Ingevolge artikel 1, derde lid, aanhef en onder b, van de Leefmilieuverordening Recreatie-inrichtingen c.a. (hierna: de Verordening) wordt onder gebouw verstaan elk bouwwerk dat een voor mensen toegankelijke, overdekte, geheel of gedeeltelijk met wanden omsloten ruimte vormt.
Ingevolge artikel 1, derde lid, aanhef en onder j, van de Verordening wordt onder belwinkel verstaan een gebouw, geheel of gedeeltelijk gebruikt om daarin door derden tegen vergoeding elektronisch berichtenverkeer, zoals (internationaal) telefoonverkeer, dan wel aanverwante activiteiten te doen plaatsvinden.
Ingevolge artikel 2 van de Verordening - voorzover hier van belang - is het verboden te bouwen, te werken en werkzaamheden te verrichten alsmede gronden en opstallen te gebruiken ten behoeve van belwinkels.
Ingevolge artikel 3 van de Verordening kan het college van het verbod in artikel 2 van de Verordening ontheffing verlenen, voorzover er geen sprake is van een achteruitgang van de woon- en werkomstandigheden in het gebied waarvoor het verbod van kracht is.

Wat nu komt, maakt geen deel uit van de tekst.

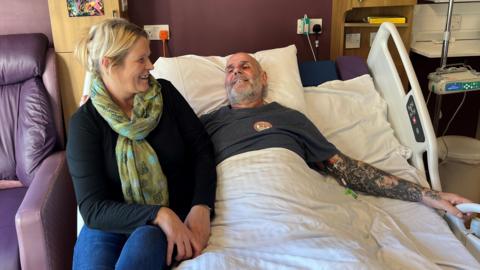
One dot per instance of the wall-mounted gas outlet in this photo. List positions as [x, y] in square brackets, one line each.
[153, 31]
[312, 23]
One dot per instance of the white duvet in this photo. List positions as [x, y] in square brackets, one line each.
[274, 212]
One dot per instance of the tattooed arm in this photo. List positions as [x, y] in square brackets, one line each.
[363, 177]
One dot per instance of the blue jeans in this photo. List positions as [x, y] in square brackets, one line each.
[144, 248]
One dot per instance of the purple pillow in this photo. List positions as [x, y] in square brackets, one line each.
[35, 138]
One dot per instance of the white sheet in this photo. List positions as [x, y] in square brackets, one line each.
[273, 212]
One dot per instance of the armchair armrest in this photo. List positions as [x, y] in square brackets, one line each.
[46, 220]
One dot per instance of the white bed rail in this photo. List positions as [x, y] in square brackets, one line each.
[388, 83]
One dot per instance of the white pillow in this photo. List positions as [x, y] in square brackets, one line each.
[353, 116]
[201, 79]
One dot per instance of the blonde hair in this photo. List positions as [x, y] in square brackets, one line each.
[111, 38]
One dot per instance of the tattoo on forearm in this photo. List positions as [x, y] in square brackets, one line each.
[366, 178]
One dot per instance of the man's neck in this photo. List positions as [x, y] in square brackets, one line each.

Ingevolge artikel 7, eerste lid, van de Verordening mag op het tijdstip van het van kracht worden van deze verordening bestaand gebruik van de in deze verordening begrepen gronden en/of opstallen, dat in strijd is met de bepalingen van deze verordening, worden voortgezet voorzover dit gebruik is vermeld op de bij deze verordening gevoegde lijst. Bij verbouwing, wijziging of exploitatie en/of wijziging van de exploitant zijn de bepalingen van deze verordening van toepassing.
2.2. Het betoog van appellant dat de voorzieningenrechter heeft miskend dat appellant aanspraak kan maken op het in artikel 7, eerste lid, van de Verordening vervatte overgangsrecht, faalt.
De Verordening is op 20 mei 1999 in werking getreden, zodat appellant ingevolge artikel 7, eerste lid, van de Verordening een geslaagd beroep kan doen op het overgangsrecht indien zijn belwinkel voorkomt op de bij de Verordening gevoegde lijst. Blijkens de toelichting op de Verordening en hetgeen namens het college is verklaard ter zitting van de rechtbank, is het voorts mogelijk alsnog aan deze lijst te worden toegevoegd en aanspraak te ontlenen aan het overgangsrecht, indien wordt aangetoond dat de belwinkel bestond ten tijde van het van kracht worden van de Verordening.
De belwinkel van appellant komt niet voor op bedoelde lijst. Appellant heeft evenmin aangetoond dat hij op het moment dat de Verordening van kracht werd, een belwinkel exploiteerde als bedoeld in de Verordening. De verklaring van appellant ter zitting dat ook voor het van kracht worden van de Verordening en voordat in het jaar 2000 professionele apparatuur voor internationaal telefoonverkeer werd geïnstalleerd, vanuit de belwinkel internationaal werd gebeld met door appellant ter beschikking gestelde toestellen en door appellant verkochte telefoonkaarten, leidt niet tot het oordeel dat appellant met succes een beroep kan doen op het overgangsrecht, nu de door appellant gestelde situatie niet kan worden aangemerkt als de exploitatie van een belwinkel als bedoeld in de Verordening.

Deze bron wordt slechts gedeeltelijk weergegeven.